A proposal to create a Group V designation in the four public school sections Northern Highlands Regional High School was approved by the NJSIAA executive committee by a vote of 22-5-3 at its meeting in Robbinsville, according to Jack DuBois, NJSIAA assistant director in charge of football. In addition to Group I, Group II, Group III and Group IV, we now have a Group V for football that would include the 15 largest schools in the four regions. With the addition of Group V, 160 public schools (up from 128) would be eligible for the playoffs and an additional 28 games would be played in the sectional tournaments.

==Current conferences==

- Big North Conference
- Burlington County Scholastic League
- Cape-Atlantic League
- Colonial Conference
- Colonial Valley Conference
- Greater Middlesex Conference
- Hudson County Interscholastic League
- Northwest Jersey Athletic Conference
- North Jersey Interscholastic Conference
- Olympic Conference
- Shore Conference
- Super Essex Conference
- Skyland Conference
- Tri-County Conference
- Union County Interscholastic Athletic Conference
- New Jersey Association of Independent Schools

Source

==Conferences realignment==
On August 11, 2008, the NJSIAA released an official proposal for a realignment of athletic conferences located in Central and North Jersey. The proposal affects over 200 NJSIAA high schools in 31 conference divisions, making it the single largest realignment in state history. The result is six "super" conferences according to geography. A seventh, football-only conference would also be created for teams from two of the new super conferences. Not affected by this move are schools located in Mercer, Monmouth, and Middlesex counties as well as all of South Jersey.

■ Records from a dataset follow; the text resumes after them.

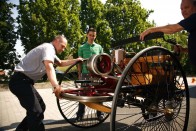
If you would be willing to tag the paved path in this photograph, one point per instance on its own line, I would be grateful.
(11, 113)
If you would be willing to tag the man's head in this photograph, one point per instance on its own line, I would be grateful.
(91, 35)
(60, 43)
(188, 7)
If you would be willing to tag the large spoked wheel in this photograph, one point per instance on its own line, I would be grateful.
(152, 94)
(73, 93)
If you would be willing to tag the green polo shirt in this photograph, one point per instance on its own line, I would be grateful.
(86, 51)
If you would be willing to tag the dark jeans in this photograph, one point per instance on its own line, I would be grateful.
(22, 86)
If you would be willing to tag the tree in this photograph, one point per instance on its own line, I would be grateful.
(41, 20)
(127, 19)
(8, 36)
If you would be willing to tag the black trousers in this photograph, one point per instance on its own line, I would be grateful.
(81, 107)
(22, 86)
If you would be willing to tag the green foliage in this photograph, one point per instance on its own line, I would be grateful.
(42, 20)
(8, 36)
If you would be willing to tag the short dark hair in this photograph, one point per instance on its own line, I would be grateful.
(91, 29)
(194, 2)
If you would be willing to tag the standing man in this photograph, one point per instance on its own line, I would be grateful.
(86, 50)
(31, 68)
(188, 10)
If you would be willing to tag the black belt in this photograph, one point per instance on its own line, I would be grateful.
(23, 76)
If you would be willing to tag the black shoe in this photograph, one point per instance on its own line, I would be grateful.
(100, 117)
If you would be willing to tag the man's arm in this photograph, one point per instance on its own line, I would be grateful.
(50, 71)
(68, 62)
(168, 29)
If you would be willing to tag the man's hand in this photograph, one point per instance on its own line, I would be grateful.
(57, 91)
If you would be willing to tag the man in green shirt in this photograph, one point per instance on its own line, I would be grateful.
(86, 50)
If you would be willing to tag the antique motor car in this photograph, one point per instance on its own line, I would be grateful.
(146, 90)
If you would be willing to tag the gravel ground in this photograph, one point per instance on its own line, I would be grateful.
(4, 87)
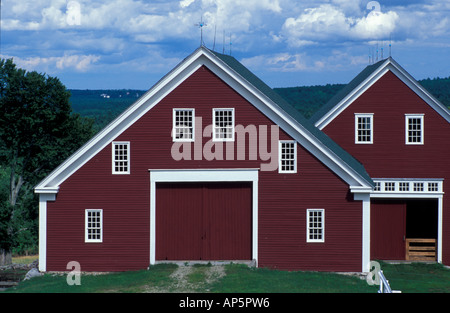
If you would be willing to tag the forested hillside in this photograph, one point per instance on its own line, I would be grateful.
(105, 105)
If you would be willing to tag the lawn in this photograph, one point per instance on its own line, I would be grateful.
(408, 278)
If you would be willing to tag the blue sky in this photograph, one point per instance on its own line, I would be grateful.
(115, 44)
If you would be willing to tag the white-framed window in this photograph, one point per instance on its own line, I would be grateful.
(315, 229)
(389, 186)
(183, 125)
(433, 187)
(93, 225)
(121, 157)
(287, 155)
(414, 129)
(223, 124)
(364, 128)
(418, 186)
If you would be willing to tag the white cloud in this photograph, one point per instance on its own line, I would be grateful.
(80, 63)
(329, 23)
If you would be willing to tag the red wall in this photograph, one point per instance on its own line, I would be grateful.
(389, 99)
(283, 198)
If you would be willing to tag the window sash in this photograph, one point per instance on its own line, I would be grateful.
(287, 155)
(315, 220)
(414, 129)
(93, 225)
(223, 124)
(183, 125)
(364, 128)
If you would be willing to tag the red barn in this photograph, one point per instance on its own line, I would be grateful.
(211, 164)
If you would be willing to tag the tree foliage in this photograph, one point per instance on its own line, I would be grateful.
(38, 131)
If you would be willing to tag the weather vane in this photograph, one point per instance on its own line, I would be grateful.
(201, 24)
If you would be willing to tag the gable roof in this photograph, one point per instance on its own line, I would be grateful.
(363, 81)
(250, 87)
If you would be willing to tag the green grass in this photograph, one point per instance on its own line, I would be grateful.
(408, 278)
(241, 278)
(417, 277)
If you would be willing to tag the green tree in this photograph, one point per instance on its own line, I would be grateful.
(37, 132)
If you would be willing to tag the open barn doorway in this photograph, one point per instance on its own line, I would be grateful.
(404, 229)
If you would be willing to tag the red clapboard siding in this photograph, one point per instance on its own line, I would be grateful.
(282, 201)
(388, 229)
(389, 99)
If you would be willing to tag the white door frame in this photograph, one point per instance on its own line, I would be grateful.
(204, 175)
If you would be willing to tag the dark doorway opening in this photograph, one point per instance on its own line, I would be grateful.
(422, 218)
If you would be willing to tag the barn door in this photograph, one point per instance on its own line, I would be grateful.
(388, 229)
(203, 221)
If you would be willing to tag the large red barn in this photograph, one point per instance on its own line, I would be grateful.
(211, 164)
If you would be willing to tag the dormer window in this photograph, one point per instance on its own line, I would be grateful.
(223, 124)
(183, 124)
(121, 157)
(414, 129)
(364, 128)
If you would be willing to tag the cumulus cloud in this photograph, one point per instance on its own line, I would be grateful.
(302, 62)
(79, 63)
(329, 23)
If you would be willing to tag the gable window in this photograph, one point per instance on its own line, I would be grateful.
(364, 128)
(316, 225)
(183, 124)
(121, 158)
(223, 124)
(414, 129)
(287, 157)
(93, 226)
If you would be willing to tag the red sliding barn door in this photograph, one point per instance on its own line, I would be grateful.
(203, 221)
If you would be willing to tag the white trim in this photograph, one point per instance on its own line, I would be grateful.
(405, 187)
(203, 57)
(440, 222)
(365, 198)
(439, 195)
(86, 233)
(43, 198)
(322, 220)
(204, 175)
(422, 128)
(388, 65)
(214, 124)
(352, 96)
(128, 155)
(174, 110)
(363, 115)
(280, 155)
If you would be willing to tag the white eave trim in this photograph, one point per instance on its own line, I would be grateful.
(402, 74)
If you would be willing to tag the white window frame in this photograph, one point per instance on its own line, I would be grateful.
(357, 129)
(321, 228)
(216, 128)
(88, 227)
(113, 149)
(281, 159)
(175, 127)
(420, 117)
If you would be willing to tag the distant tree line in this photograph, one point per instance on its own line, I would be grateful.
(42, 123)
(38, 131)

Multiple reasons account for the super conferences realignment. First, the plan was triggered by dissatisfaction with competitive balance between schools, particularly in the football programs in public and non-public schools in the northern part of the state. It would allow schools more flexibility with whom they schedule for such events. Second, new enrollment totals and rates have vastly changed since the conferences were set up 27 years ago, and therefore have not adequately met the needs of all the schools. A final catalyst is the economy; the move would create cheaper overall traveling expenses.

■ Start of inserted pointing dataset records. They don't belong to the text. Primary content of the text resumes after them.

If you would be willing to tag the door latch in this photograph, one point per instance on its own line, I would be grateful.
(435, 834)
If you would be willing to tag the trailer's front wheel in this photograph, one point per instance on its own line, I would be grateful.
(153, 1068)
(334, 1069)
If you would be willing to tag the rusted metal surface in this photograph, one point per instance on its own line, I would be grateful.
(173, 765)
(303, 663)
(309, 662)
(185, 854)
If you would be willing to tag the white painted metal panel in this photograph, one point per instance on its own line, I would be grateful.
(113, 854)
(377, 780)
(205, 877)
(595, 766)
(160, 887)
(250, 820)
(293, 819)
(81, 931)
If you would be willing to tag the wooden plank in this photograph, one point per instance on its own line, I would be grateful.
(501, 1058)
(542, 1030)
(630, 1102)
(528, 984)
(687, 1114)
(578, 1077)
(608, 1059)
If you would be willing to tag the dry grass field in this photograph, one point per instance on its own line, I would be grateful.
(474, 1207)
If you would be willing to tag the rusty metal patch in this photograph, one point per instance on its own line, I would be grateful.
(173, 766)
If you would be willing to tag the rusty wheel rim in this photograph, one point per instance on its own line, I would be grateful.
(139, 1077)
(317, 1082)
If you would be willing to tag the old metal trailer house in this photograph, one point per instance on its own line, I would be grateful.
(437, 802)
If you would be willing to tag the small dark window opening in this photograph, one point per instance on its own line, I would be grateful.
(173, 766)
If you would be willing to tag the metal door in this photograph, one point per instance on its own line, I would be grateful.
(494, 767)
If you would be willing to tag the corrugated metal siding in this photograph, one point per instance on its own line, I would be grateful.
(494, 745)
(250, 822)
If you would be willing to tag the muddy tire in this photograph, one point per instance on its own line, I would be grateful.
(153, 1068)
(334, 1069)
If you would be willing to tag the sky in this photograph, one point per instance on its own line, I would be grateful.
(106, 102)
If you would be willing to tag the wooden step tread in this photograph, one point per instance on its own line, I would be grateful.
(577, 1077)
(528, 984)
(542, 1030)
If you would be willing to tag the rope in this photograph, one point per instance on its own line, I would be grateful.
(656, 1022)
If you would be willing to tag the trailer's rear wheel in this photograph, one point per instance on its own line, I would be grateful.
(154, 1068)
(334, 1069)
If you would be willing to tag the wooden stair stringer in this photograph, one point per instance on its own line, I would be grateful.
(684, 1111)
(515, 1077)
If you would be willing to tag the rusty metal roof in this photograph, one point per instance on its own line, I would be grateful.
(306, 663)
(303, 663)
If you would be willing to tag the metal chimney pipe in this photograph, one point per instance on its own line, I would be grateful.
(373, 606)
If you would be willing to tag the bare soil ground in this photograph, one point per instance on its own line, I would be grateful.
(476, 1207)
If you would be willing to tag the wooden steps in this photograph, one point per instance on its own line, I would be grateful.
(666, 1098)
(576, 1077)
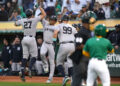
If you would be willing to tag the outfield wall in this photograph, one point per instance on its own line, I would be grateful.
(7, 29)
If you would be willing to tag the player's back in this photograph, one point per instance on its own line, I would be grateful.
(48, 31)
(66, 32)
(98, 47)
(29, 25)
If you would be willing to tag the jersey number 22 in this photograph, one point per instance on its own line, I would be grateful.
(27, 25)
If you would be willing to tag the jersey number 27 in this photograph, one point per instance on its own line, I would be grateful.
(67, 30)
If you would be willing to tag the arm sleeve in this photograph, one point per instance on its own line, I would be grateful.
(86, 47)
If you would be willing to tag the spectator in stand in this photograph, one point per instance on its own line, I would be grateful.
(16, 56)
(5, 55)
(114, 37)
(39, 64)
(15, 16)
(99, 11)
(106, 8)
(3, 14)
(50, 10)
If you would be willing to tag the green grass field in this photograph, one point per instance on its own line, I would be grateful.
(32, 84)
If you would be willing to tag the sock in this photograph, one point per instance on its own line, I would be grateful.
(61, 70)
(70, 71)
(32, 62)
(24, 63)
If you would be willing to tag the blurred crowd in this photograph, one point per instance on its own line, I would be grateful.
(12, 10)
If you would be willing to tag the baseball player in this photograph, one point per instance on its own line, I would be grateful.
(97, 48)
(39, 64)
(47, 46)
(66, 37)
(29, 43)
(16, 56)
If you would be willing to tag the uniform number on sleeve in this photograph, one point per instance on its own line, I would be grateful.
(67, 30)
(27, 25)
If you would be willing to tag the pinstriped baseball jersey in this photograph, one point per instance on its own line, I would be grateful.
(48, 31)
(29, 25)
(66, 32)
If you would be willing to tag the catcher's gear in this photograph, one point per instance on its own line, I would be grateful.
(65, 18)
(100, 30)
(29, 13)
(53, 17)
(88, 17)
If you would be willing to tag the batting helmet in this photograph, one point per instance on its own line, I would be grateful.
(29, 13)
(65, 18)
(88, 17)
(100, 30)
(53, 17)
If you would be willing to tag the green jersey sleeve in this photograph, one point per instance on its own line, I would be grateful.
(110, 47)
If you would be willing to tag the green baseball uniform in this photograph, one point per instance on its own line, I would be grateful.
(97, 49)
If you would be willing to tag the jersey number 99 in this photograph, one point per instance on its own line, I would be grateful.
(67, 30)
(27, 25)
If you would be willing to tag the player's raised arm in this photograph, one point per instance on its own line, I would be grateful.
(43, 14)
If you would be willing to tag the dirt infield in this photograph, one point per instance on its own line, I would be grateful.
(43, 79)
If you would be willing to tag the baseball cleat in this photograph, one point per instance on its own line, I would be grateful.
(49, 81)
(30, 73)
(65, 80)
(46, 69)
(22, 77)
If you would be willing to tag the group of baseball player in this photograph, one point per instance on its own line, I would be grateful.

The realignment by the NJSIAA has garnered very mixed reactions among the high schools that it would affect. For instance, Eastside High School, which has traditionally been beaten handily in athletic competition, endorses the move. Meanwhile, Summit High School has enjoyed great success in their conference and sees no need to part ways. Other schools generally share one of these two views.

The NJSIAA undertook a major realignment of conferences in the northern part of the state in 2009 and 2010. The main impetus for realigning the league's listed below into six superconferences with multiple divisions each was to defuse tension between public and private schools in the area, which had risen to the point that the public schools attempted to force the private schools into their own separate conferences.

=== List of conferences defunct under 2009–10 NJSIAA realignment ===
- Bergen County Scholastic League (annexed into Big North and North Jersey in 2010)
- Bergen-Passaic Scholastic League (annexed into North Jersey in 2010)
- Colonial Hills Conference (annexed into Northwest Jersey and Super Essex in 2009)
- Iron Hills Conference (annexed by Northwest Jersey, Super Essex, and Union County in 2009)
- Mountain Valley Conference (annexed into Super Essex and Union County in 2009)
- North Bergen Interscholastic Athletic League (annexed into Big North in 2010)
- North Jersey Tri-County Conference (2009-10 only, annexed into Big North and revived Hudson County in 2010)
- Northern Hills Conference (annexed by North Jersey Tri-County and Super Essex in 2009)
- Northern New Jersey Interscholastic League (annexed into North Jersey Tri-County and Super Essex in 2009)
- Sussex County Interscholastic League (annexed into Northwest Jersey in 2009)
- Watchung Conference (annexed by North Jersey Tri-County, Super Essex, and Union County in 2009)

==Technology forerunner==
In 2018, the NJSIAA become the first state governing body to sanction the use of video replay during high school football's regular season.

==Participation==
In the 2024–25 season, the NJSIAA featured 282,244 participants, with 58% boys and 42% girls.